Richard Lewis <[email protected]> writes:
> On Sun, 23 Jul 2023, 12:34 David Bremner, <[email protected]> wrote:
>
>> Did you start from a clean debootstrap here? Because I don't see where
>> in your second reproducer the addon packages get installed.
>>
>
> no, i reused the chroot from the "first attempt" reproducer
> A clean recipe, not requiring any 'login' is:
>
> mkdir -p /tmp/bullseye
> cd /tmp/bullseye
> debootstrap bullseye . https://deb.debian.org/debian
> ln -s /tmp/bullseye /var/lib/machines/bullseye
btw, there is no need to use a symlink here (depends on space in /var I guess)
> systemd-nspawn --machine bullseye apt install emacs elpa-helpful
A smaller set of packages is just emacs and elpa-dash.
> sed -i /bullseye/bookworm/ tmp/bullseye/apt/sources.list
There are a couple of typos here, but I get what you meant. Should be
more like
sed -i s/bullseye/bookworm/ /var/lib/machines/bullseye/etc/apt/sources.list
> systemd-nspawn --machine bullseye apt update
> systemd-nspawn --machine bullseye apt upgrade
I checked that changing this to full-upgrade does not change anything
> # this all works, including upgrading emacs :)

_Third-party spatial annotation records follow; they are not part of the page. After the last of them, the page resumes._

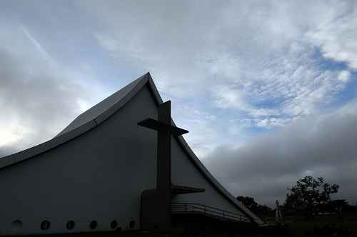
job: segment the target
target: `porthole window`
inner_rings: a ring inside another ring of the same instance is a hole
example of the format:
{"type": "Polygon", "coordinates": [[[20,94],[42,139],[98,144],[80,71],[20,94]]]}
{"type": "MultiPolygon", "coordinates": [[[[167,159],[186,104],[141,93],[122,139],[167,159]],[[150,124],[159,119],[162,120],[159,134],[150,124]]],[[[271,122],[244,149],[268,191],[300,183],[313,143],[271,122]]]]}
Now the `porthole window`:
{"type": "Polygon", "coordinates": [[[116,221],[111,221],[111,228],[116,228],[116,226],[118,226],[118,222],[116,221]]]}
{"type": "Polygon", "coordinates": [[[130,221],[129,222],[129,228],[134,228],[135,227],[135,221],[130,221]]]}
{"type": "Polygon", "coordinates": [[[91,223],[89,224],[89,228],[91,228],[91,229],[94,230],[96,228],[97,226],[98,226],[98,222],[96,222],[96,221],[92,221],[91,222],[91,223]]]}
{"type": "Polygon", "coordinates": [[[44,221],[41,223],[41,229],[42,231],[46,231],[49,228],[51,223],[49,221],[44,221]]]}
{"type": "Polygon", "coordinates": [[[20,220],[15,220],[11,223],[11,227],[14,231],[19,231],[22,227],[22,221],[20,220]]]}
{"type": "Polygon", "coordinates": [[[67,222],[66,227],[67,228],[67,230],[71,230],[74,228],[74,226],[76,226],[76,223],[74,223],[74,221],[69,221],[67,222]]]}

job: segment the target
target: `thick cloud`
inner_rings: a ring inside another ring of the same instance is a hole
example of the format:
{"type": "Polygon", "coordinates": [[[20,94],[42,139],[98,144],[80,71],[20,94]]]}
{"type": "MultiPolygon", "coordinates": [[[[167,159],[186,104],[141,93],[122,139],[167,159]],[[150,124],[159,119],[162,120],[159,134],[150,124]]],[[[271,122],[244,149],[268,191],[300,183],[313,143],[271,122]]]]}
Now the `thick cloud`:
{"type": "Polygon", "coordinates": [[[54,136],[78,114],[88,91],[21,25],[0,24],[0,156],[54,136]]]}
{"type": "Polygon", "coordinates": [[[357,101],[311,116],[240,148],[219,147],[204,160],[238,195],[272,205],[306,175],[341,185],[335,198],[357,202],[357,101]]]}

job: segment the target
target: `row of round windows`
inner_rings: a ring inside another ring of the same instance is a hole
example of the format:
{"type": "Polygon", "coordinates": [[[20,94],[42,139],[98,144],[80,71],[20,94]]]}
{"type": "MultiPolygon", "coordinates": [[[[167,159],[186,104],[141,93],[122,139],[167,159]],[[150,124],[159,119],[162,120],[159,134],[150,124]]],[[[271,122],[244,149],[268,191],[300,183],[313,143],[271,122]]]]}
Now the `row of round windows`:
{"type": "MultiPolygon", "coordinates": [[[[19,230],[22,227],[22,221],[21,221],[20,220],[15,220],[12,222],[11,226],[14,229],[19,230]]],[[[66,228],[67,228],[67,230],[72,230],[74,228],[75,226],[76,226],[76,223],[74,222],[74,221],[69,221],[66,224],[66,228]]],[[[91,230],[96,229],[97,226],[98,226],[98,222],[96,221],[92,221],[89,223],[89,228],[91,230]]],[[[49,221],[46,220],[43,221],[41,223],[40,228],[42,231],[46,231],[49,229],[50,227],[51,227],[51,222],[49,221]]],[[[112,229],[115,229],[117,228],[117,227],[118,227],[118,222],[116,222],[116,221],[115,220],[111,221],[111,228],[112,229]]]]}

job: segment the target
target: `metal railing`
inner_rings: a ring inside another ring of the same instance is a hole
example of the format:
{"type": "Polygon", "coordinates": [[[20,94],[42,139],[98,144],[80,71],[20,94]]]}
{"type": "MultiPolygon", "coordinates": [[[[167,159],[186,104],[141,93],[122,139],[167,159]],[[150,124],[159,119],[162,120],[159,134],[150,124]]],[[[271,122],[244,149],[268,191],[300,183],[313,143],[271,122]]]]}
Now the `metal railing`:
{"type": "Polygon", "coordinates": [[[250,220],[243,215],[233,212],[213,208],[212,206],[192,203],[171,203],[173,212],[200,212],[213,215],[221,218],[243,222],[250,222],[250,220]]]}

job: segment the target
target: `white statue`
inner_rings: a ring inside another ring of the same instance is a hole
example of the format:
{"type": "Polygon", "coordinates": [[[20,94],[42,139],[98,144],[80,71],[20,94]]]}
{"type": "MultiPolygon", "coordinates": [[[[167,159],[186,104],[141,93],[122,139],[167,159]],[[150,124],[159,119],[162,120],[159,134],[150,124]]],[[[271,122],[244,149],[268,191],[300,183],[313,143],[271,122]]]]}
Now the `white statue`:
{"type": "Polygon", "coordinates": [[[276,208],[275,209],[275,221],[276,222],[281,222],[283,221],[283,215],[281,214],[281,211],[280,210],[279,201],[276,200],[275,201],[275,205],[276,205],[276,208]]]}

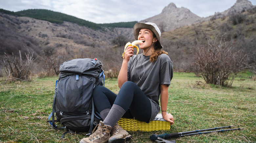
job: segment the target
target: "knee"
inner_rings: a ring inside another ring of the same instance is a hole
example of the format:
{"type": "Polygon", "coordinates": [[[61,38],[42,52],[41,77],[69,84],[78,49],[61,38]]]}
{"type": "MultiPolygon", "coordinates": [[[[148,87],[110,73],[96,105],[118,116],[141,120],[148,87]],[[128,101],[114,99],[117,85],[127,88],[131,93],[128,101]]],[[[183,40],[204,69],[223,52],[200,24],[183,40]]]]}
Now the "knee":
{"type": "Polygon", "coordinates": [[[97,96],[97,95],[101,94],[103,91],[104,90],[104,87],[100,86],[98,86],[95,87],[93,89],[93,96],[97,96]]]}
{"type": "Polygon", "coordinates": [[[131,81],[127,81],[124,83],[123,85],[122,86],[122,87],[131,87],[136,85],[136,84],[134,83],[133,82],[132,82],[131,81]]]}

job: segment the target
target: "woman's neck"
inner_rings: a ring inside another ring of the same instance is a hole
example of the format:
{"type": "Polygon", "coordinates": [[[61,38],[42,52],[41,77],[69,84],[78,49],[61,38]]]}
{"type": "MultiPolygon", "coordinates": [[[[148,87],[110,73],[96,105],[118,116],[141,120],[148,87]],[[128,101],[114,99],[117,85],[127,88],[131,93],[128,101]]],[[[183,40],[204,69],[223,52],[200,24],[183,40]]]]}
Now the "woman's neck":
{"type": "Polygon", "coordinates": [[[155,48],[152,46],[150,49],[147,48],[146,49],[142,49],[142,50],[143,51],[143,55],[147,56],[151,55],[151,54],[154,52],[155,51],[155,48]]]}

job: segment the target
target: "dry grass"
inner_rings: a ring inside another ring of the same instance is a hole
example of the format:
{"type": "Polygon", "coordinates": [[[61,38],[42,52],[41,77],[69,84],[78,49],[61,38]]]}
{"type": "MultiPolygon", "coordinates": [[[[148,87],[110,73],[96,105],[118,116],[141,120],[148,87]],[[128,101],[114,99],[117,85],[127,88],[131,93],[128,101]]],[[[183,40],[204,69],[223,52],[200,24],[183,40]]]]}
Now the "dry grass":
{"type": "MultiPolygon", "coordinates": [[[[205,83],[193,73],[175,73],[169,88],[167,110],[175,123],[169,130],[129,131],[129,142],[150,143],[149,136],[233,125],[242,130],[170,139],[177,142],[254,142],[256,141],[256,86],[248,73],[243,73],[232,88],[205,83]]],[[[46,121],[52,110],[57,77],[33,78],[31,82],[2,84],[0,87],[0,142],[74,142],[85,137],[52,129],[46,121]]],[[[2,80],[3,79],[2,79],[2,80]]],[[[105,86],[116,93],[116,78],[105,86]]],[[[3,80],[3,81],[4,81],[3,80]]]]}

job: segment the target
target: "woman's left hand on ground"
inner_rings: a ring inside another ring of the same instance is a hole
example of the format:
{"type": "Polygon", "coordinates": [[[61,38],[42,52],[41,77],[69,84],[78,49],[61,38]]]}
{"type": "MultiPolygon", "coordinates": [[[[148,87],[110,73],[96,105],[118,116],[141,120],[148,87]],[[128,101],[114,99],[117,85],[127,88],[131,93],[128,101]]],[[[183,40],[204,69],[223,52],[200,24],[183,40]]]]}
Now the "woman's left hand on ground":
{"type": "Polygon", "coordinates": [[[171,125],[174,123],[174,119],[172,114],[166,114],[165,115],[162,115],[163,118],[167,121],[171,122],[171,125]]]}

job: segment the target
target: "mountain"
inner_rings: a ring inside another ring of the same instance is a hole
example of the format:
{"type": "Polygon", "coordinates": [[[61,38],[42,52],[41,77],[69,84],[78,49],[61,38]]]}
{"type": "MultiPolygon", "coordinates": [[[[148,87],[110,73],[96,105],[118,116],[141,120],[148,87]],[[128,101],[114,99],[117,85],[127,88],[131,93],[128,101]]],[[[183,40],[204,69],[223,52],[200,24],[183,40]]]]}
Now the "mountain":
{"type": "Polygon", "coordinates": [[[201,18],[193,13],[189,9],[183,7],[177,8],[173,3],[165,7],[159,14],[139,22],[151,22],[159,25],[161,32],[175,29],[184,26],[191,25],[203,21],[208,21],[213,18],[216,19],[240,12],[255,7],[247,0],[237,0],[230,8],[222,12],[215,13],[206,18],[201,18]]]}
{"type": "MultiPolygon", "coordinates": [[[[132,27],[137,22],[97,24],[51,10],[44,11],[46,15],[41,15],[38,12],[42,10],[14,12],[0,9],[0,60],[5,52],[18,56],[19,50],[22,54],[28,48],[34,52],[38,61],[42,60],[45,50],[51,49],[56,54],[65,54],[65,60],[96,57],[103,62],[105,68],[118,71],[117,67],[121,65],[123,47],[112,42],[121,39],[126,43],[134,40],[132,27]]],[[[158,25],[162,33],[161,44],[164,50],[176,63],[176,70],[184,71],[189,67],[191,59],[188,58],[192,58],[192,48],[197,42],[193,40],[205,39],[205,34],[212,38],[224,32],[228,40],[244,40],[240,43],[247,45],[244,47],[252,47],[247,51],[253,51],[255,47],[252,45],[255,44],[252,43],[256,43],[254,36],[256,29],[253,26],[256,15],[256,7],[247,0],[238,0],[229,9],[206,18],[171,3],[160,14],[140,22],[158,25]],[[244,16],[242,16],[244,22],[234,26],[228,16],[233,14],[244,16]]],[[[0,62],[0,71],[2,67],[0,62]]]]}
{"type": "Polygon", "coordinates": [[[177,8],[174,3],[172,3],[165,7],[160,14],[139,22],[150,22],[155,23],[159,25],[162,32],[198,23],[202,19],[189,9],[183,7],[177,8]]]}
{"type": "Polygon", "coordinates": [[[255,7],[256,6],[253,6],[251,2],[247,0],[237,0],[236,3],[229,8],[224,12],[215,12],[214,15],[205,18],[204,21],[209,20],[211,18],[216,19],[222,18],[237,13],[245,11],[255,7]]]}

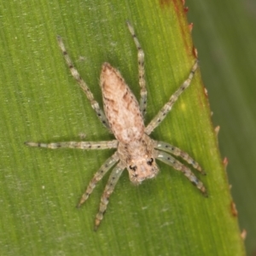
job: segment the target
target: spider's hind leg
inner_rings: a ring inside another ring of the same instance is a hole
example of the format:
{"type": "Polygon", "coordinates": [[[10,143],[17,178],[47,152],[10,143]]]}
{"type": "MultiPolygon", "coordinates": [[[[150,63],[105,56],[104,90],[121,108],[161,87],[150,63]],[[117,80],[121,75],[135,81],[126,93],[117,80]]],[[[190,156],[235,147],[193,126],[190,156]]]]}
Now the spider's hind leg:
{"type": "Polygon", "coordinates": [[[144,52],[141,47],[141,44],[135,34],[134,29],[129,21],[126,21],[128,29],[134,40],[136,48],[137,49],[137,62],[138,62],[138,73],[139,73],[139,84],[141,87],[141,99],[140,99],[140,111],[144,117],[147,111],[147,88],[145,81],[145,68],[144,68],[144,52]]]}
{"type": "Polygon", "coordinates": [[[90,91],[90,90],[87,86],[86,83],[81,78],[81,76],[80,76],[79,73],[78,72],[78,70],[74,67],[74,66],[73,66],[73,64],[71,61],[71,58],[68,55],[67,52],[67,49],[66,49],[65,44],[62,41],[62,38],[60,36],[58,36],[57,40],[58,40],[59,46],[61,49],[62,55],[65,58],[66,63],[67,63],[67,67],[70,70],[70,73],[71,73],[72,76],[76,79],[78,84],[80,85],[81,89],[84,90],[84,92],[86,95],[88,100],[90,101],[90,103],[92,108],[96,113],[96,115],[99,118],[99,119],[101,120],[101,122],[111,132],[111,130],[109,128],[109,124],[108,124],[108,121],[106,118],[106,115],[105,115],[104,112],[100,108],[99,103],[95,100],[92,92],[90,91]]]}
{"type": "Polygon", "coordinates": [[[179,88],[171,96],[167,103],[159,111],[155,117],[150,121],[145,129],[145,133],[149,135],[166,118],[171,111],[173,104],[177,101],[180,95],[189,86],[195,73],[198,67],[198,60],[195,61],[189,73],[189,78],[179,86],[179,88]]]}

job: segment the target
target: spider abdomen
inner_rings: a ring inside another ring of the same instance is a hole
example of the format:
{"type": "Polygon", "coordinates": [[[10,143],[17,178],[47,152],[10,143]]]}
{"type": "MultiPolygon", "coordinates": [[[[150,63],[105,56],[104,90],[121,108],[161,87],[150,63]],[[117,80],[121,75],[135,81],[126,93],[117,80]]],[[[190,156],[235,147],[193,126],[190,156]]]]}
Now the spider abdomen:
{"type": "Polygon", "coordinates": [[[103,63],[101,73],[104,111],[114,137],[129,143],[142,137],[144,124],[139,104],[122,78],[108,63],[103,63]]]}

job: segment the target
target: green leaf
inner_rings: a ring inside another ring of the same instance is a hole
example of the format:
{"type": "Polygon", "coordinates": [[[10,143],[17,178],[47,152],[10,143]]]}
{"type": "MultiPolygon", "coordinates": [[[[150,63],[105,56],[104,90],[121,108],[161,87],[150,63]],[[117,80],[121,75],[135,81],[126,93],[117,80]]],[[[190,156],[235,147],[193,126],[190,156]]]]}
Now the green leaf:
{"type": "Polygon", "coordinates": [[[243,255],[237,219],[200,72],[153,132],[207,172],[206,199],[182,173],[159,163],[135,187],[125,172],[97,232],[93,221],[108,177],[78,211],[80,195],[113,150],[29,148],[26,141],[112,139],[76,84],[58,48],[61,35],[96,98],[101,65],[117,67],[139,95],[133,25],[145,52],[146,123],[187,78],[195,61],[181,2],[1,3],[2,255],[243,255]]]}

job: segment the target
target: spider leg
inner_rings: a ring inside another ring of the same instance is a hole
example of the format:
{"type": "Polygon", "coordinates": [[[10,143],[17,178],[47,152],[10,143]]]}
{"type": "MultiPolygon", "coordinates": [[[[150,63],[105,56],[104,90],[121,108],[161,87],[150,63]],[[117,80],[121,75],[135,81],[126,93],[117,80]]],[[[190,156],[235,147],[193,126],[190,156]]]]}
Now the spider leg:
{"type": "Polygon", "coordinates": [[[110,168],[119,160],[119,156],[115,152],[111,157],[109,157],[104,164],[101,166],[99,171],[95,173],[93,178],[90,180],[89,185],[86,188],[85,192],[83,194],[77,207],[80,207],[82,204],[88,199],[96,184],[103,177],[103,176],[108,172],[110,168]]]}
{"type": "Polygon", "coordinates": [[[116,185],[116,183],[118,183],[118,180],[119,178],[119,177],[121,176],[124,169],[125,168],[125,166],[124,166],[124,165],[119,162],[112,171],[110,177],[108,178],[108,183],[105,187],[104,192],[102,195],[102,199],[101,199],[101,204],[100,204],[100,208],[98,211],[98,213],[96,216],[96,219],[95,219],[95,231],[97,230],[97,228],[99,227],[101,221],[103,218],[103,214],[106,212],[108,204],[108,199],[110,195],[112,194],[112,192],[114,189],[114,187],[116,185]]]}
{"type": "Polygon", "coordinates": [[[101,122],[108,129],[108,131],[111,132],[111,130],[109,128],[108,121],[105,116],[104,112],[102,110],[102,108],[99,106],[99,103],[95,100],[92,92],[87,86],[86,83],[82,79],[80,74],[79,73],[78,70],[73,67],[73,64],[71,61],[71,58],[69,57],[67,49],[65,48],[64,43],[60,36],[57,37],[59,46],[62,51],[62,54],[64,55],[65,61],[67,62],[67,65],[70,70],[70,73],[72,76],[77,80],[79,84],[80,85],[81,89],[85,93],[88,100],[90,101],[90,103],[92,107],[92,108],[95,110],[95,112],[97,114],[97,117],[101,120],[101,122]]]}
{"type": "Polygon", "coordinates": [[[107,149],[116,148],[118,141],[106,141],[106,142],[67,142],[67,143],[25,143],[29,147],[47,148],[51,149],[56,149],[60,148],[80,148],[80,149],[107,149]]]}
{"type": "Polygon", "coordinates": [[[177,160],[169,154],[166,152],[159,151],[156,159],[162,162],[172,166],[174,169],[182,172],[184,176],[194,184],[196,188],[201,190],[203,195],[207,196],[207,189],[204,184],[195,176],[189,168],[183,165],[181,162],[177,160]]]}
{"type": "Polygon", "coordinates": [[[201,166],[192,157],[190,157],[188,153],[181,150],[180,148],[164,142],[155,142],[155,148],[171,153],[172,154],[174,154],[176,156],[180,156],[183,160],[184,160],[187,163],[190,164],[201,174],[206,175],[206,172],[201,167],[201,166]]]}
{"type": "Polygon", "coordinates": [[[198,67],[198,60],[196,60],[195,64],[193,65],[189,78],[174,92],[174,94],[172,95],[172,96],[169,99],[169,102],[165,104],[165,106],[160,109],[160,111],[148,125],[148,126],[145,129],[145,133],[149,135],[166,118],[166,114],[171,111],[173,104],[177,102],[180,95],[185,90],[185,89],[187,89],[189,86],[197,67],[198,67]]]}
{"type": "Polygon", "coordinates": [[[140,111],[143,116],[144,117],[147,111],[147,88],[146,88],[146,81],[145,81],[144,52],[135,34],[133,27],[131,26],[129,21],[126,21],[126,24],[137,49],[139,84],[141,87],[140,111]]]}

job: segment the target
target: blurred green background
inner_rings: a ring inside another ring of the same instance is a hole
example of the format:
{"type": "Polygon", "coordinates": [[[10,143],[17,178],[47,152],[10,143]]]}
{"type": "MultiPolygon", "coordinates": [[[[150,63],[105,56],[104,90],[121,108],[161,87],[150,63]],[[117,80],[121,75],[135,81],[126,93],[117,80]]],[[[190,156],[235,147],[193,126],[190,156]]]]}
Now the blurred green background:
{"type": "Polygon", "coordinates": [[[185,5],[247,255],[256,255],[256,1],[185,5]]]}

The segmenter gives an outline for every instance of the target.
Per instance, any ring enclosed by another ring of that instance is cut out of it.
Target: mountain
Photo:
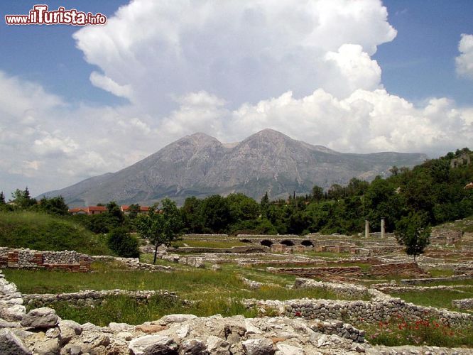
[[[393,165],[413,166],[426,158],[418,153],[342,153],[272,129],[232,144],[197,133],[116,173],[40,197],[62,195],[70,207],[109,201],[149,205],[166,197],[180,203],[189,196],[232,192],[259,199],[266,191],[273,199],[293,191],[309,193],[315,184],[327,188],[354,177],[370,180],[388,175]]]

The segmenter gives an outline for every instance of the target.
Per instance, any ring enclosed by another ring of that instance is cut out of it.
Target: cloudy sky
[[[0,25],[0,190],[116,171],[197,131],[352,153],[473,148],[471,0],[40,1],[102,26]],[[36,1],[1,1],[5,14]]]

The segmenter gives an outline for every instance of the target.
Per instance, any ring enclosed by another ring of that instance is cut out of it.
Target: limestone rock
[[[10,322],[20,321],[26,313],[26,307],[21,305],[0,309],[0,317]]]
[[[180,344],[179,355],[208,355],[205,344],[195,339],[186,340]]]
[[[0,354],[2,355],[31,355],[21,340],[11,330],[0,330]]]
[[[177,354],[178,344],[169,337],[145,335],[130,342],[128,346],[133,355]]]
[[[57,355],[59,354],[59,342],[57,339],[47,339],[37,342],[34,348],[35,355]]]
[[[133,326],[126,323],[115,323],[112,322],[109,324],[109,328],[114,332],[128,332],[133,329]]]
[[[222,338],[211,335],[207,339],[207,349],[212,355],[229,355],[230,343]]]
[[[141,324],[135,327],[135,330],[143,332],[146,334],[153,334],[161,332],[161,330],[167,329],[168,327],[160,324]]]
[[[305,355],[303,349],[287,344],[278,344],[276,345],[276,351],[274,355]]]
[[[55,327],[58,320],[56,311],[43,307],[31,310],[23,317],[21,324],[26,328],[47,329]]]
[[[166,325],[171,323],[183,323],[195,318],[197,316],[193,315],[168,315],[161,317],[158,322],[160,324]]]
[[[60,342],[61,346],[63,346],[75,337],[80,335],[82,332],[82,327],[73,320],[61,320],[59,322],[59,330]]]
[[[268,339],[251,339],[241,342],[247,355],[272,355],[273,342]]]

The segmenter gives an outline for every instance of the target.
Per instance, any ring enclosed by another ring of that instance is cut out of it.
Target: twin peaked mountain
[[[182,203],[190,196],[242,192],[259,200],[289,193],[309,193],[314,185],[327,188],[354,177],[372,180],[393,165],[413,166],[427,156],[418,153],[347,154],[265,129],[244,141],[224,144],[197,133],[166,146],[114,173],[91,178],[62,190],[70,207],[116,201],[150,205],[170,197]]]

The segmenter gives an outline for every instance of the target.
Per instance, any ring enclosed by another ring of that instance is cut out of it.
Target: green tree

OK, this downgrades the importance of the crash when upgrading emacs in
a chroot, I agree.
As far as the actual bug with failing to clean up, I ran
% systemd-nspawn --machine bullseye /usr/lib/dh-elpa/helper/remove emacs dash
2.17.0
and that cleans up the directory
/usr/share/emacs/site-lisp/elpa/dash-2.17.0
so the bug is at some other level of the stack. I guess I will have to
look at the log from the upgrade, but I haven't had a chance to do that yet.